"Journey 2,500 years back in time to discover the ancient secrets of Persia on this 13-day itinerary incorporating some of the most well preserved archaeological sites in the world," reads the copy for a $6,995 tour to Iran led by New York Times writer and former Paris correspondent Elaine Sciolino. What is not included in the itinerary, notes the Smarter Times, is Iran's record of human rights abuses and recent warnings from the State Department that advise Americans against traveling within the Middle East.

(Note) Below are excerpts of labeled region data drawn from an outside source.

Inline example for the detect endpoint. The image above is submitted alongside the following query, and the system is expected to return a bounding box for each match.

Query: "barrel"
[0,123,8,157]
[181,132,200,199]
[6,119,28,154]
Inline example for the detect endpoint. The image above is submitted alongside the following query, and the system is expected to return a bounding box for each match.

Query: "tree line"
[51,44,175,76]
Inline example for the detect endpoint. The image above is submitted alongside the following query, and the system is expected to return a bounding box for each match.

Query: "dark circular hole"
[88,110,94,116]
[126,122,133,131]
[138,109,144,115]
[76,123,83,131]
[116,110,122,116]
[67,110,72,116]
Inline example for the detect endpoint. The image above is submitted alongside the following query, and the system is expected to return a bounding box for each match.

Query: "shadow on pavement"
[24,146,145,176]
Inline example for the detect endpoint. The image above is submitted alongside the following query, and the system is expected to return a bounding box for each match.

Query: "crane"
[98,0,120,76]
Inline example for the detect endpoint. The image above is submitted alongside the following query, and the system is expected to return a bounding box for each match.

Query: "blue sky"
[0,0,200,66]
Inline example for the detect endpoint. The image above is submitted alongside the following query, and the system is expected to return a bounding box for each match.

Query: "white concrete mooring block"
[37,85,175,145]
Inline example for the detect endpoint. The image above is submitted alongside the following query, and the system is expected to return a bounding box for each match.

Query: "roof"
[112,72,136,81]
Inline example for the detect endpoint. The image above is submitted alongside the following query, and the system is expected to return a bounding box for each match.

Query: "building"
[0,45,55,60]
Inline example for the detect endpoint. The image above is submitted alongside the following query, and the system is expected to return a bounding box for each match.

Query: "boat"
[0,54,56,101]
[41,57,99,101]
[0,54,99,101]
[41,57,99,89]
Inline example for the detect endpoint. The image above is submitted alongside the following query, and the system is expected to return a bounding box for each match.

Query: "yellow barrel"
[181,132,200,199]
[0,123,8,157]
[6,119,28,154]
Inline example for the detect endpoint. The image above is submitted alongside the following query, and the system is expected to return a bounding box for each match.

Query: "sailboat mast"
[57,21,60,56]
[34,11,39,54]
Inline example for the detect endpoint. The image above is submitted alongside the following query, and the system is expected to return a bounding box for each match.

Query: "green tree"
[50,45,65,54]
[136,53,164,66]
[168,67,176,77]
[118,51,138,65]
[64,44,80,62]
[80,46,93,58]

In Iran, women who appear in public without wearing a hijab/headscarf can be fined or receive face lashings; the penalty for consensual homosexuality can be flogging or even the death. The country's notorious Evin Prison holds not only the usual roster of killers and rapists but also holds journalists, dissidents and human rights activists and is known for torturing its prisoners.
The U.S. State Department website warns that Americans who travel to Iran and run into trouble will be on their own: "Some elements in Iran remain hostile to the United States. As a result, U.S. citizens may be subject to harassment or arrest while traveling or residing in Iran.... The U.S. government does not have diplomatic or consular relations with the Islamic Republic of Iran and therefore cannot provide protection or routine consular services to U.S. citizens in Iran." Also, the State Department has stated that traveling abroad, particularly within the Middle East, possesses "a heightened risk of reprisal attacks by the Islamic State of Iraq and Syria (ISIS) and its supporters," according to a CBS report. In April, the State Department issued a warning that Americans faced an increased threat of being kidnapped by terrorists, both as reprisal for the U.S. government bombing of Syria as well as an attempt to garner ransoms to continue funding ISIS' activities.
The Smarter Times' Ira Stoll also wonders if there might not be a conflict of interest for the New York Times. "How fair will Times journalism be toward those calling for tougher Iran sanctions," writes Stoll, "if the sanctions would force the newspaper to cancel its lucrative luxury tours of Iran? Why are Times journalists lending their reputations, such as they are, to promotional material that describes Iran as a kind of paradise -- colorful bazaars, 'trendy joie de vivre' -- while skipping over the reality of other parts of Iran, like, say, Evin Prison?"